Customers commonly think of hybrid cloud storage as a tier of storage that is used mainly for infrequently accessed data copies or archive data. While those have been the founding use cases, there are a growing number of intersection points between data lifecycle management and hybrid cloud storage means. The following list of recipes is not meant to be comprehensive, but more to get you thinking of the possibilities!
- Data copy offloading recipe: The idea is to keep the primary data on-premises closer to the application, but the copies of data in the form of Point-in-Time (PiT), replicas, etc., reside in the cloud.
- Hot-Cold data-tiering recipe: In this model, the primary data that is relatively cold gets moved to the Cloud. There is a tradeoff between the aggressiveness of tiering and the tolerable access latencies. As the cloud storage latencies continue to improve, the tiering can get increasingly aggressive including even warm data in some cases.
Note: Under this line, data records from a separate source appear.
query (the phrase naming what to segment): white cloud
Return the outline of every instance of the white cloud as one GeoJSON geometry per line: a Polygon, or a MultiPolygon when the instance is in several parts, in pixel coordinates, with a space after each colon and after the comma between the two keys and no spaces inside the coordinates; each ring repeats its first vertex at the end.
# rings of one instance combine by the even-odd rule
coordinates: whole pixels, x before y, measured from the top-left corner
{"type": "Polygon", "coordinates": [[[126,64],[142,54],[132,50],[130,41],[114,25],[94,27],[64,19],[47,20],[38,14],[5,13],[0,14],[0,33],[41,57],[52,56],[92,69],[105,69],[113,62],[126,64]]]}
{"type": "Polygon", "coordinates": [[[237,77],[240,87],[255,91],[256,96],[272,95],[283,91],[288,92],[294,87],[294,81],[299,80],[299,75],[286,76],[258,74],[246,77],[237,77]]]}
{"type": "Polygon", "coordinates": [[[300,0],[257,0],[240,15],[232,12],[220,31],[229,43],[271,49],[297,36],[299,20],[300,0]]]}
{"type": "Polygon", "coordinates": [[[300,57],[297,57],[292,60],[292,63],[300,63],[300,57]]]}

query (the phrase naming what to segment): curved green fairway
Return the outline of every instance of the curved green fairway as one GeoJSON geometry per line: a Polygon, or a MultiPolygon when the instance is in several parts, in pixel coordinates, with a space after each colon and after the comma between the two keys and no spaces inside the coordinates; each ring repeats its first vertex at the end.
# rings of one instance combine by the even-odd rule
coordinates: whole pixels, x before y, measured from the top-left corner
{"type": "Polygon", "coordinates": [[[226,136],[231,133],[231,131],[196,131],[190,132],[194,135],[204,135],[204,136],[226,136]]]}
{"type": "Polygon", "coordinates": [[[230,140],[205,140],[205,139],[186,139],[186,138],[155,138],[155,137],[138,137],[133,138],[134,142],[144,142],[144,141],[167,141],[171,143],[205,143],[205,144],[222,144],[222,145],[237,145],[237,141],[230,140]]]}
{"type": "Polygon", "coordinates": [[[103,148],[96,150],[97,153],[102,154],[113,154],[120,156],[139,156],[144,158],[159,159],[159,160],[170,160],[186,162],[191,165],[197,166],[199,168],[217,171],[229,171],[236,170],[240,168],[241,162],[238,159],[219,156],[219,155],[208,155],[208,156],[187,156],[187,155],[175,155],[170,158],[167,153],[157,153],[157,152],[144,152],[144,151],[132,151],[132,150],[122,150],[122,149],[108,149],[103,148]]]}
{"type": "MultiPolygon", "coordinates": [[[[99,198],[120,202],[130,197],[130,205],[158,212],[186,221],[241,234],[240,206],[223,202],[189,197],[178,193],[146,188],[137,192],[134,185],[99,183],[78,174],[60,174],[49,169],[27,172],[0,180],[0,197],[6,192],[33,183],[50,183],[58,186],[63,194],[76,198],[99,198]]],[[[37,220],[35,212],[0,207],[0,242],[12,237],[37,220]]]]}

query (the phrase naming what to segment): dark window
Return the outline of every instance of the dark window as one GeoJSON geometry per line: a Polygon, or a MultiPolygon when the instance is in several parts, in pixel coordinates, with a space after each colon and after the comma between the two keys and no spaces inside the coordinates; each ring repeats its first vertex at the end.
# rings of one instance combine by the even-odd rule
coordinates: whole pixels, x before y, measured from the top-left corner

- Ingestion funnel recipe: For applications consuming a large number of data sources in real-time, the cloud tier can provide the initial ingestion layer for data crunching and insights extraction — only a small subset of business critical data gets copied back on-premises for deeper analysis.
- Cloud bursting recipe: In periods of high load, the incoming load on on-premises resources can be burst to VMs in the cloud. This model works when the data requests are either for static data (such as shopping catalogs), or eventually consistent data (such as inventory data) leveraging the on-premise data being replicated into the cloud.
- Batch analytics recipe: This is an obvious one – running Map-Reduce and other Big Data analytics on the data copies in the cloud. A variant of this recipe is also verifying the integrity of backups/replicas, or creating indexes for searching application-specific metadata, etc.
- Fossilized data recipe: To meet compliance requirements for specific industry verticals, the primary data continues to be on-premise, while the versions of original data and audit trails can be offloaded to cloud storage.
- Global Filesystem recipe: The idea is to have Storage Gateway appliances across multiple on-premise data-centers/branch offices providing a single global file-system namespace. These appliances in-turn use cloud storage as a centralized data and metadata repository. There are examples of such gateway products such as Panzura, Nasuni, etc.
In summary, disruptions in storage technologies are redefining not just the emerging storage architectures, but also influencing traditional workflows/IT processes within the data-centers. The model of a hybrid cloud comes naturally to storage use cases, motivated by exponential data growth and limited IT budgets. While hybrid cloud storage emerged mainly for data archive and availability use cases, it is increasingly playing an important role in traditional Data Lifecycle Management. Hybrid Cloud provides not just another storage tier for on-premise applications, but a combination of on-demand compute capabilities, with differentiated tiers for cost, performance, durability, and a globally accessible (object) storage namespace.